The HeartR™ Septal Occluder is one of the most frequently employed closure devices in interventional closure. and other occluders demonstrate comparable efficacy [
28]. Devices like the HeartR™ Septal Occluder, Beijing Huamedicine Shengjie Technology Co., Occluder, and Shanghai Shape Memory Alloy Septal Occluder are extensively utilized across China due to their cost-effectiveness [
28,
29]. Similarly, device selection did not influence the occurrence of complications in this study.
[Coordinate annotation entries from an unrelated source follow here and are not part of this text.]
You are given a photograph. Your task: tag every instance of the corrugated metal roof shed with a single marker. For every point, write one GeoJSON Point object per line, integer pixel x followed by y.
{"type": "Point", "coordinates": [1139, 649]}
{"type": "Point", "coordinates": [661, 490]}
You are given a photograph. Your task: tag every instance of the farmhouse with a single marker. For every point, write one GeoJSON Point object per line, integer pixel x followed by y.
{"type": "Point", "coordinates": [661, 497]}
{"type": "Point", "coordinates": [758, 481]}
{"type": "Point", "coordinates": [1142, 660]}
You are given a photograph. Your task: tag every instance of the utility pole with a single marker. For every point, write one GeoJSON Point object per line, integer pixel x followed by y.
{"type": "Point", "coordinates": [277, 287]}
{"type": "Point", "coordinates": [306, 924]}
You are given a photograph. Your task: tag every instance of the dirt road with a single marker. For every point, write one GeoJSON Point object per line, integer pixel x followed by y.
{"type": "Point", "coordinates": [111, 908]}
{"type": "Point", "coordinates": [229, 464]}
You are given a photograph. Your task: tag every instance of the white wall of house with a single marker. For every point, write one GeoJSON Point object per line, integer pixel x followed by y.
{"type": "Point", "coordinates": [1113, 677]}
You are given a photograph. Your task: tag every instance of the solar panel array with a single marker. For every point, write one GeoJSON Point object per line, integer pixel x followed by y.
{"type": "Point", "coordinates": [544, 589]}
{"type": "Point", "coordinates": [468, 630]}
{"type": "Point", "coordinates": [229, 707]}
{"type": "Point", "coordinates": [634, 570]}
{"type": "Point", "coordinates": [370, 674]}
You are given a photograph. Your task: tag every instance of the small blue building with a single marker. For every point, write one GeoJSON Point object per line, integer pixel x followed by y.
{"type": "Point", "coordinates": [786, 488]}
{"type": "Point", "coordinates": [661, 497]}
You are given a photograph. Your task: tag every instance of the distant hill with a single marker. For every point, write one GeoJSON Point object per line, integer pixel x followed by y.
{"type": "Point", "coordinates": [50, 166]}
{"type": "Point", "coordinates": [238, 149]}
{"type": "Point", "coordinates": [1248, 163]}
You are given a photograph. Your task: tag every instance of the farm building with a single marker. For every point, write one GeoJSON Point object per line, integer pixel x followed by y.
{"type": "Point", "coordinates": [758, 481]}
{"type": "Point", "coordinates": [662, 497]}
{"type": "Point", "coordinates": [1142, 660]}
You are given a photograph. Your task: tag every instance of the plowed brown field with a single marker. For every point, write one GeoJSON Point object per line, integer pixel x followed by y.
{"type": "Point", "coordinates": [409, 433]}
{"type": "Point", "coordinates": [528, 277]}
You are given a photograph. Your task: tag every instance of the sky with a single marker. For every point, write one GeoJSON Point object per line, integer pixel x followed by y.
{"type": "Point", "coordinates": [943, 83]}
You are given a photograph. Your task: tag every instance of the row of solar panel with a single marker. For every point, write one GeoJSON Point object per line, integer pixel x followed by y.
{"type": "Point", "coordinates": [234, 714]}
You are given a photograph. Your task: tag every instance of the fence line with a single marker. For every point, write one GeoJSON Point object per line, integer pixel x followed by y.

4.6. Cost-Effectiveness and Superiority
Interventional occlusion is becoming the mainstream approach for the treatment of CHD [
30]. Studies have shown that compared with traditional surgical repair, the interventional occlusion procedure not only yields superior treatment outcomes but also, given its shorter hospital stay, offers economic advantages. Our research indicates that the average cost for patients with simple CHD undergoing an interventional occlusion procedure is 24,367.94 yuan, whereas that for surgical repair is 49,724.87 yuan. Therefore, despite the potential risk of requiring further intervention associated with the interventional occlusion procedure, considering the overall medical costs, this procedure remains the preferred treatment option for CHD. Additionally, an analysis by Rigatelli G et al. of the outcomes over the past 20 years of catheter-based or surgical occlusion further demonstrated that patients undergoing interventional occlusion procedures had better outcomes than those undergoing traditional surgical repair, according to [
31]. This conclusion further underscores the significance of the interventional occlusion procedure in CHD treatment. Although the interventional occlusion procedure is gaining increasing attention in the treatment of CHD, a thorough assessment remains indispensable for reducing postoperative risks. Traditional surgical repair continues to demonstrate effectiveness in cases of severe complications.